Stop! That was a dangerous question—it couldn’t matter to Nils; it would not even occur to Nils! Better just answer the questions asked already. For instance, the Vulcania had had an escort for the first day and a half of her voyage; two destroyers which, after that time, had left her and returned to their Channel duties. The Vulcania was in Lisbon because of radioed orders concerning submarines which had sent her temporarily out of her course. The Vulcania must follow an unusual course which would take her much longer than a direct one would. And the English Quartermaster—whether or no a servant of the Machine—obviously could not be approached for help. . . .
There they were again—Otto Falken’s thoughts! It was no use—he couldn’t keep them out. He ceased pacing and sat down again upon the edge of the bunk and once more dropped his head into his hands: he was alone; he had failed; he was utterly miserable.
Then, in the darkest moment, came the Idea!
Otto raised his head and let fall the hands which had supported it: the corners of his mouth began slowly to curl upwards, and little radiating creases showed at the corners of the steel-blue eyes.
He sat motionless for a few moments; then, very slowly and with the smile now broad upon his face, fetched the oilskin packet from inside his shirt.
He took out the photographs and sorted them carefully and at last found what he wanted. It was one of the newest-looking snapshots: it had mountains in the immediate background, and showed an untidy heap of black, smoking ruins which could be recognized as the remains of a sprawling, one-storeyed house.

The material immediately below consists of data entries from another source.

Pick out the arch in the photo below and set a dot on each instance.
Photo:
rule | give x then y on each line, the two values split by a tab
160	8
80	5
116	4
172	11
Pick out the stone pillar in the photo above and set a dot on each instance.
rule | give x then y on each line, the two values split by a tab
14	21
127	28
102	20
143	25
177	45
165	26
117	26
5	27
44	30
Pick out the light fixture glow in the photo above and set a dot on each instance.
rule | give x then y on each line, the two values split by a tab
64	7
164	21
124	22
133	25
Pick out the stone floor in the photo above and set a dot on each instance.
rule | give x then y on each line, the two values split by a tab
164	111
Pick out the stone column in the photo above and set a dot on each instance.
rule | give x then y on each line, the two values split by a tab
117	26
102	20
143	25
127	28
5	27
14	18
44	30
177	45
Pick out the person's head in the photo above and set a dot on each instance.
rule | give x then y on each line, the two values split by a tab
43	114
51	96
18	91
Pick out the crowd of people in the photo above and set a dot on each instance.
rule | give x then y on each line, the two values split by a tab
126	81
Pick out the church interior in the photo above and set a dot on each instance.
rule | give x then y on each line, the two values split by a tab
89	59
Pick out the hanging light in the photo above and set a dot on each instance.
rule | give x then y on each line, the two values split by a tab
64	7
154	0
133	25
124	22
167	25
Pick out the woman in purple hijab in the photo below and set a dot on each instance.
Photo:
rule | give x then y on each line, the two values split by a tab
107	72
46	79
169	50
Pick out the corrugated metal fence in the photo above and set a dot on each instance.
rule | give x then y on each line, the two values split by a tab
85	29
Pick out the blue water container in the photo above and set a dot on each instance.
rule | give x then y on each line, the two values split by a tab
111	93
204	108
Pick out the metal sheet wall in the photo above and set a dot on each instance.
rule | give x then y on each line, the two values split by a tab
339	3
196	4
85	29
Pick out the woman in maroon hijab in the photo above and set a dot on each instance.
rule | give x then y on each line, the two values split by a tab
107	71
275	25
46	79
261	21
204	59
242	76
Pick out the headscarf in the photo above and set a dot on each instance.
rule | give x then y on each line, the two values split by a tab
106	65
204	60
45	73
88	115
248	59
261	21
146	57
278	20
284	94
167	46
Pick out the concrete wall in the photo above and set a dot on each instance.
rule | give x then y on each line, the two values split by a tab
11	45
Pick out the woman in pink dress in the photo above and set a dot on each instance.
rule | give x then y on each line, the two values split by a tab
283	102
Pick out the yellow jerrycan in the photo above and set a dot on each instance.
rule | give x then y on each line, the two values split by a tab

This, with another which showed the original of the ruins against the same background and with a man and woman standing in the doorway, he put carefully into his wallet.
He swung his legs up on to the bunk and lay down, his hands clasped behind his head and the smile still lurking in his eyes.
Captain Reynolds of the Vulcania, having seen the door close behind his Second Officer and a carpenter’s mate named Nils Jorgensen, rang for his steward and sent him for Mr. Brody.
Mr. Brody, the best First Officer Reynolds had ever had, was with him quickly. Mr. Brody accepted a drink and a chair and wondered what was coming.
“That Swede,” said Reynolds. “Carpenter’s mate. Namee of Jorgensen. Big, tall, blond boy.”
“Oh, yes,” said Brody. “Some fight or something, wasn’t there? Briggs mentioned it.”
The Captain chuckled, crossing his hands over a capacious belly. “Threw a feller down a companion. Cockney feller—Bates. Not hurt much; badly scared.”
Brody knew when to interpolate. “Yes?” he said.
“Want you to keep an eye on Jorgensen. See the men don’t rag him too much. Pass the word to Briggs.”
“Yes?” said Brody.
The Captain took two sips at his drink and set his glass down. “Feller Bates was baiting the boy. Accused him of being in the fifth column.” He chuckled again richly. “Jorgensen couldn’t take it—threw him down companion.”
“Yes?” said Brody.
“Point,” said Captain Reynolds. “Boy hates Nazis! So much he can’t be chaffed. Careful or he’ll kill someone. Wonderful specimen.”
“Very sad!” The Captain took another sip from his drink and shook his head gravely. “Boy’s got good reason to hate the Boche. Parents lived in Norway. Narvik region. Boche blew ’em to Hell. Only few months ago. Bad time to bait the lad. Fix it, will you?”
“Oh, I see, sir!” Brody stood up. “Yes, sir. Can do.”